Dazu zählen auch die laut in den Medien verhandelten internen Querelen, die schliesslich zum Abgang von Daniel Frei führten. Frei, der versuchte, Mario Fehr zu schützen. Dieser wurde am Ende mit gleich viel Stimmen aus dem bürgerlichen wie aus dem SP-Lager gewählt, weil er eben keine SP-Politik mehr macht. Den Aussenstehenden zeigte sich ein Bild, in dem zwei Flügel kämpften, die ausser dem Parteinamen keine gemeinsamen Werte mehr haben.

Am rechten, wirtschaftsliberalen Rand fühlen sich viele bei der GLP besser aufgehoben. Gerade in der Stadt Zürich, im Wirtschaftsmotor der Schweiz, haben sich viele ehemals Linke zu einem wirtschaftsliberalen Standpunkt bewegt, auch wenn sie sich immer noch als «links» verstehen. Und genau da dürfte eine soziale Partei keine Kompromisse machen. Für Linke mit hohem humanistischem Anspruch sind inzwischen die Grünen die wählbare linke Partei, weil die ohne (FDP-lastige) Wirtschaftsturbos und pathetische Revolutionsparolen auskommen.

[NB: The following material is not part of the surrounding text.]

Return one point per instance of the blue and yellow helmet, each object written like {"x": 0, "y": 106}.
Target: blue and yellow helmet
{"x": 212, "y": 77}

Für mich, der sich in den Abstimmungen zu 99 Prozent auf der Linie der SP befindet, sind die alten Zöpfe, also Klassenkampf-Rhetorik, die Revolutionsromantik, die 80er-Bewegungs-Attitüde und die gelegentlichen Ausrutscher in die sozialistische Ideologie extrem nervig. Ich kann die gleichen Werte wählen, wenn ich eine grüne Liste in die Box werfe, ohne dabei Altlasten bis zurück zur russischen Revolution mit dranzuhängen. Und dabei bin ich in erster Linie links, nicht grün.

Es ist Zeit, dass moderne SozialdemokratInnen, die es ohne Zweifel gibt, die Kommunikation der Partei übernehmen, ohne Rücksicht auf alte Seilschaften, ohne Rücksicht auf pubertäre RevoluzzerInnen oder rechte Wirtschaftsliberale mit sozialem Feigenblatt.

Das Problem sind nicht die Werte der Partei, sondern die Kommunikation und die Stimmen, die gehört werden. Wer mit dem Claim «Für alle statt für wenige» antritt, sollte auch so kommunizieren, dass er alle erreicht, und nicht nur jene innerhalb der Bubble. Und die mediale Breitenwirkung der Kommunikation sollte von prägnanten Persönlichkeiten aus der Mitte der Partei erreicht werden, nicht von den Flügel-Exponenten.

Die daraus entstehende Überzeugungskraft für die meisten Linken, die aus dem Bauch und dem Herzen heraus «links» sind, die sich in erster Linie für eine menschliche Politik und nicht für Klassenkampf interessieren, und die grundsätzlich Ideologien misstrauen, würde sicher zunehmen.

Ausserhalb der Partei-Bubble sind die meisten Linken eben nicht in Marx und dem Sozialismus verwurzelt. Sie finden einfach, dass es einen menschlicheren Umgang in der Gesellschaft brauche. Und genau diese fehlen der Partei immer mehr.